De acordo com o balanço do Ministério da Cidadania, o auxílio, em junho, tinha um tíquete médio de R$ 405,48, considerando os benefícios extraordinários acumulados. Em agosto, as famílias passam a receber parcela mínima de R$ 600. Mas o acréscimo de R$ 200 —previsto para durar até dezembro— chegará defasado aos bolsos dos beneficiados, devido ao aumento da inflação.

Segundo o ministério, 2,2 milhões de famílias foram inscritas no Auxílio Brasil neste mês. Com isso, o benefício passa a contemplar 20,2 milhões de famílias no país. De acordo com os dados da Secretaria do Trabalho, o Brasil fechou o mês de junho com 42 milhões de postos de trabalho formais ocupados, o equivalente a 28% da população em idade economicamente ativa (dos 15 aos 65 anos).

A taxa de desocupação medida pelo IBGE (Instituto Brasileiro de Geografia e Estatística) no segundo trimestre deste ano foi de 9,3% da população (a menor para o período desde 2015), o equivalente a 10,1 milhões de pessoas.
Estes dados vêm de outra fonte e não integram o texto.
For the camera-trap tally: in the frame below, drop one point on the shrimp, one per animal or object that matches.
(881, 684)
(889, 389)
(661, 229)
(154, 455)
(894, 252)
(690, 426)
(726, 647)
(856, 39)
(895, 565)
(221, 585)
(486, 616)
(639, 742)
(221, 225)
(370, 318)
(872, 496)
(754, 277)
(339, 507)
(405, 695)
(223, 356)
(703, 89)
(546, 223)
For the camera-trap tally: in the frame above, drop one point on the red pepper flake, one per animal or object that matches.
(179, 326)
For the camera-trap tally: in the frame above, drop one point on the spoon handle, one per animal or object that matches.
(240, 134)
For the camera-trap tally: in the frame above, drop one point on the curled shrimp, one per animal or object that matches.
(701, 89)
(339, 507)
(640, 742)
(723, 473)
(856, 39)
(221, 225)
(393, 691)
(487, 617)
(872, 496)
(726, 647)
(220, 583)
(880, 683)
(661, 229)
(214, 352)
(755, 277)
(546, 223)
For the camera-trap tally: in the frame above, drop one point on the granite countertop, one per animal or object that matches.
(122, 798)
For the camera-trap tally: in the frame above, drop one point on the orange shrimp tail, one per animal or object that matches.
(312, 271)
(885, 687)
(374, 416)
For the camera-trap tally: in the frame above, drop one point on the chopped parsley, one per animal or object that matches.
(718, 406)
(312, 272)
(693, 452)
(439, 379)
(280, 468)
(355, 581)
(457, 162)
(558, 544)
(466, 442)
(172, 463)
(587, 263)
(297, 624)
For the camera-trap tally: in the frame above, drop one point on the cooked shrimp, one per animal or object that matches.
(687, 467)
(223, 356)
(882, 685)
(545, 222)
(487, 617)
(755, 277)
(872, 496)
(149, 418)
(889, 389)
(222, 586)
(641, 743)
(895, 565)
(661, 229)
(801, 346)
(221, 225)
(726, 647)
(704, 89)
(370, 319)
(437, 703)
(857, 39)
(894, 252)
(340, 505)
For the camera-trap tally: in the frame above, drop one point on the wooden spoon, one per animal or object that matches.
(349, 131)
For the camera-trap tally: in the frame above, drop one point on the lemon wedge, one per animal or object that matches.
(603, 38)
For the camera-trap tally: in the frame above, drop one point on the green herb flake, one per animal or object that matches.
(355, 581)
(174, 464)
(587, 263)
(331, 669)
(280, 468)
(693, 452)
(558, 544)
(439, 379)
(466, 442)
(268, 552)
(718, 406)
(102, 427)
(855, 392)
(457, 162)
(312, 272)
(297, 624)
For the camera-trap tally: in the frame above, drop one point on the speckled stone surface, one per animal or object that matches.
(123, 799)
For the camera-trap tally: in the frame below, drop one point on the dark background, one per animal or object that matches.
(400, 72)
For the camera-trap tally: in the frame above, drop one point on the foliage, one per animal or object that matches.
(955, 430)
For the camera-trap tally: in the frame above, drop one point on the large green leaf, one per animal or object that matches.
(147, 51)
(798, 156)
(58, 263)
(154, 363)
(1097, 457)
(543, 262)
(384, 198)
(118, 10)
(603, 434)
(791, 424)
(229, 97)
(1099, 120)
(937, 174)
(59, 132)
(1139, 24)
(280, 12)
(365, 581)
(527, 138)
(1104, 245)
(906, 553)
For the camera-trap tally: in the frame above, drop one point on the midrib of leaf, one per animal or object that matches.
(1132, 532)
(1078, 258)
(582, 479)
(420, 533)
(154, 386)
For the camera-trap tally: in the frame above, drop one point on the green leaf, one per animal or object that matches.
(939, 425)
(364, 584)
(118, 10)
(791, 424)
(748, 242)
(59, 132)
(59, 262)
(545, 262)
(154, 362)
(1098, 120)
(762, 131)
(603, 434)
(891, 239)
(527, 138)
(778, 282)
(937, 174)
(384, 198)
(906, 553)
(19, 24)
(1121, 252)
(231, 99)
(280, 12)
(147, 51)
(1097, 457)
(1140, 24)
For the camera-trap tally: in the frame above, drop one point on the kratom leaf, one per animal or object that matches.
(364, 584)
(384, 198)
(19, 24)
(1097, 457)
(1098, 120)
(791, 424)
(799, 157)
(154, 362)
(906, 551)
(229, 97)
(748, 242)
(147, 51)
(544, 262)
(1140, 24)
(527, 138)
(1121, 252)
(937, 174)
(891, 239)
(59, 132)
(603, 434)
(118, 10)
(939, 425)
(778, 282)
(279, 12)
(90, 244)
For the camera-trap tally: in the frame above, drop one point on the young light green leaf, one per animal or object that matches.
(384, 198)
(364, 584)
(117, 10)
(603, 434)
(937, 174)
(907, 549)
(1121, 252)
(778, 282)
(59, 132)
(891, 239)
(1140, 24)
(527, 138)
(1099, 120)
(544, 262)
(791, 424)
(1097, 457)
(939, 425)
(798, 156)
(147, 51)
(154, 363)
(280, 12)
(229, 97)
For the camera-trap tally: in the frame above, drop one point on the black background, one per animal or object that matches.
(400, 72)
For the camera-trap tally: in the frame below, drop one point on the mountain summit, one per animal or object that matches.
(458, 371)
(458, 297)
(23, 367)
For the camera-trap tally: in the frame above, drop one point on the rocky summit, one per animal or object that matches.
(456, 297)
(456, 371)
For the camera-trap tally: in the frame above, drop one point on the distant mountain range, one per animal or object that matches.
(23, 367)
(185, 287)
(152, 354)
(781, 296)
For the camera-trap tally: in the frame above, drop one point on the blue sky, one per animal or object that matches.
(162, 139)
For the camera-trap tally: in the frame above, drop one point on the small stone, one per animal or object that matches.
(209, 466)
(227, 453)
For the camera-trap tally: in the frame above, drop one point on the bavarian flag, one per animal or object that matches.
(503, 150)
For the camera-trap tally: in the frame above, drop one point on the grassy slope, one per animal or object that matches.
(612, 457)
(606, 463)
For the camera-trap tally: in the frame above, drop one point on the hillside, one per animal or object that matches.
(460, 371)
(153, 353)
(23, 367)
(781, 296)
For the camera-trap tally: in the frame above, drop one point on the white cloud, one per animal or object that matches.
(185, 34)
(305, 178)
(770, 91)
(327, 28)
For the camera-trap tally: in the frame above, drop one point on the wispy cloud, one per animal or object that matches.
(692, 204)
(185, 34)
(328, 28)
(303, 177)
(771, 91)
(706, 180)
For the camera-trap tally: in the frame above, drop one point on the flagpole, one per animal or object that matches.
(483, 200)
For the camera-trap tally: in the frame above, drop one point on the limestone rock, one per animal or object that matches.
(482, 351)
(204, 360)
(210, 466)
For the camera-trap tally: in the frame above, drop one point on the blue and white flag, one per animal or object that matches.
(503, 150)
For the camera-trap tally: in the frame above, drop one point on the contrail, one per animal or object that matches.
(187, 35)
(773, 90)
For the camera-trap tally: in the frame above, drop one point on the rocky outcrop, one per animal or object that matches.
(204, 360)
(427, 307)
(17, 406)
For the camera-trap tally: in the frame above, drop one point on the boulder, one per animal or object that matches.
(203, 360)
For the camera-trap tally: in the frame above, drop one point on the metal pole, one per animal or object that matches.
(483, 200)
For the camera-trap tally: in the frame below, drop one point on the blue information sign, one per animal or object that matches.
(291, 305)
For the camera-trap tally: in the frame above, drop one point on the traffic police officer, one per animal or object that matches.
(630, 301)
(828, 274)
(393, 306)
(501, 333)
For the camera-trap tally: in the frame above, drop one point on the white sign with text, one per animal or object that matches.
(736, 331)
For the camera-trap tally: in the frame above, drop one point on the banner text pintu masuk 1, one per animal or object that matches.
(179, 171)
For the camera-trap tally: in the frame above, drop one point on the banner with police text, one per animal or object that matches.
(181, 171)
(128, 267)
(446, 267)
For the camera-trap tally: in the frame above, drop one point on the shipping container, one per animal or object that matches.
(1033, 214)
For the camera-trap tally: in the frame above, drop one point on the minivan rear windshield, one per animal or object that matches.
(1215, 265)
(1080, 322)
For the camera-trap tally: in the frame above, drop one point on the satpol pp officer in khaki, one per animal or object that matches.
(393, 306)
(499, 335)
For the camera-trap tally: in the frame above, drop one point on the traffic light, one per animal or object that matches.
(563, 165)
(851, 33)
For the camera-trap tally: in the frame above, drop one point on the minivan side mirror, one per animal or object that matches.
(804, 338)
Já o trabalho informal era a realidade de 39,3 milhões de trabalhadores (maior número da série histórica do indicador), o equivalente a uma taxa de informalidade de 40% dos trabalhadores ocupados.

No segundo trimestre, o rendimento habitual do trabalho foi estimado em R$ 2.652, uma queda de 5,1% comparação com o segundo trimestre de 2021. À época, a renda média era de R$ 2.794.